Bezzałogowy aparat latający nazwany 2Seas jest przeznaczony do długich misji nadzorczych dla straży przybrzeżnej Wielkiej Brytanii, Holandii, Belgii i Francji. Jest bezpośrednim potomkiem pierwszego na świecie wydrukowanego w 3D drona o półtorametrowej rozpiętości skrzydeł, zasilanego napędem elektrycznym SULSA (Southampton University Laser Sintered Aircraft) z 2011 roku.
Po tym sukcesie Unia Europejska zleciła grupie inżynierów lotniczych, którym przewodzą Scanlan Jim Southampton i Andy Keane, zająć się 2Seas. Jest on zbudowany na podobnych do SULSA zasadach projektowych, ale dzięki silnikom benzynowym może latać autonomicznie przez 5 godzin z prędkością 100 kilometrów na godzinę, zużywając w ten sposób tylko 7 litrów paliwa.
Jednakże kadłub SULSA, skrzydła i ogon były całkowicie wydrukowane ze sztucznego tworzywa ABS. Znacznie większy 2Seas potrzebował wyższego podniesienia skrzydeł, które były zbyt długie do wykonania przez współczesne drukarki 3D. Dlatego centralny kadłub, zbiornik paliwa i zawieszenie silnika zostały wydrukowane, zaś skrzydła i ogon wykonane są z włókna węglowego.

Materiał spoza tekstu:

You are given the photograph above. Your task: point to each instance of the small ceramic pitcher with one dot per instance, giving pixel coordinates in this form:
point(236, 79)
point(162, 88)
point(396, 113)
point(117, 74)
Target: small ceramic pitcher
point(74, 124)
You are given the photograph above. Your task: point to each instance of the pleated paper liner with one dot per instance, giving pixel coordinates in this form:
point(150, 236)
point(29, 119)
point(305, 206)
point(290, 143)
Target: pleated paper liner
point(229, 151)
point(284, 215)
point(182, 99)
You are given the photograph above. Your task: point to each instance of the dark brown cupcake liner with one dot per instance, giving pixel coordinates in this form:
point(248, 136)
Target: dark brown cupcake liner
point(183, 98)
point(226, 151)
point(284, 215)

Ze swojego poprzednika 2Seas otrzymał również wydrukowany wzór krzyża na wewnętrznej stronie drona, w celu wzmocnienia go. Po raz pierwszy dużym kosztem takie rozwiązanie zostało wykorzystane w brytyjskim bombowcu Vickers Wellington podczas II wojny światowej. Teraz takie geodezyjne rozwiązania mogą być budowane poprzez drukowanie 3D praktycznie bez dodatkowych obciążeń finansowych.

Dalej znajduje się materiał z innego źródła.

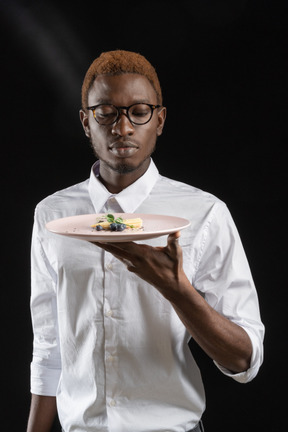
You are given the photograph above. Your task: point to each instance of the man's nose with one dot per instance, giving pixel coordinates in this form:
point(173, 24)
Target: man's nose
point(123, 126)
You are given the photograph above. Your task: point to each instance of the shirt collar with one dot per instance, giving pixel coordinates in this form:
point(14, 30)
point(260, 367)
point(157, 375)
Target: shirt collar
point(129, 199)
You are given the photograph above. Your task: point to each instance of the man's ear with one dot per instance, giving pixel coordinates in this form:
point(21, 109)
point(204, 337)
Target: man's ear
point(161, 120)
point(85, 122)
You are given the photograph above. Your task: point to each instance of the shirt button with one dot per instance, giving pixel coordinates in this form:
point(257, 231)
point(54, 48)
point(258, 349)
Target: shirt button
point(109, 313)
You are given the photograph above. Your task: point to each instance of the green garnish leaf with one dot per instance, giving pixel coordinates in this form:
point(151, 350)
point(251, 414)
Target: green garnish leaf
point(110, 218)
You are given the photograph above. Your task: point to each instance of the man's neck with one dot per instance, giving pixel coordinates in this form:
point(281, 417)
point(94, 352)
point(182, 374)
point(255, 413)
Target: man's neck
point(115, 181)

Samolot przeszedł już wiele testów m.in. radzenie sobie z silnym bocznym wiatrem, jak i trudnymi warunkami pogodowymi, ale stoi przed nim wiele innych, koncentrujących się na jego wibracjach i charakterystyce lotu podczas przenoszenia sprzętu ratunkowego. - Jeśli te próby przejdziemy pomyślnie to 2Seas może pójść do pierwszego serwisu w 2015 roku lub nawet wcześniej. - powiedział Scanlan.